Just writing tests is not TDD

And it’s fine.

TDD is the art of driving the writing of the software guided by tests. To do that, you must write the test first.

You don’t need to always use TDD to develop something, it’s fine.

I use TDD only on production applications. Sometimes I use multiple layers of TDD, first TDDing at the high level of abstraction with browser-based tests, then proceeding with unit tests after having at least one test guiding the overall implementation. Sometimes I just refactor a code that already has tests exercising it.

Talking in refactoring…

You can do it without tests, it’s fine.

I wouldn’t do it. I like to deliver my tasks in time and not to have regressions because one thing that I did wrong and there were no tests to catch my mistake.

If the project doesn’t have tests

Do the first step and set up an acceptance test suite. If you work on web-based projects that have a front-end and a back-end, be sure that your feature can be exercised at the user level.

Frameworks such as Playwright, Puppeteer, Cypress and so on will help you.

Write the first test for the most critical path that you are responsible for developing.
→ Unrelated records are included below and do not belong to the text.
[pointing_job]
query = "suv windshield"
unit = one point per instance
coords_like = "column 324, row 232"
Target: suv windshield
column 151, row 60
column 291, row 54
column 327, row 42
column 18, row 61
Then grow the test suite.

In a few iterations, you’ll become the one that produces code with fewer bugs, other developers will look into what you’re doing different from them. And then you will shine like a star saying that you are now writing tests, and they are helping you a lot.

In the past, I’ve created a test suite for my own because the company “standards” required so much work to implement such test suite inside the regular repositories that I created my own automation project. It grew for many months until the company finally saw the value of that test suite.

Sometimes it takes time. If I waited so long, sure that I must have been producing plenty of bugs since them, but not.

I must note that writing tests doesn’t eliminate the presence of bugs. It’s the combination between test first, communication with the team and fast feedback that prevent bugs. Even so, it’s not a guarantee.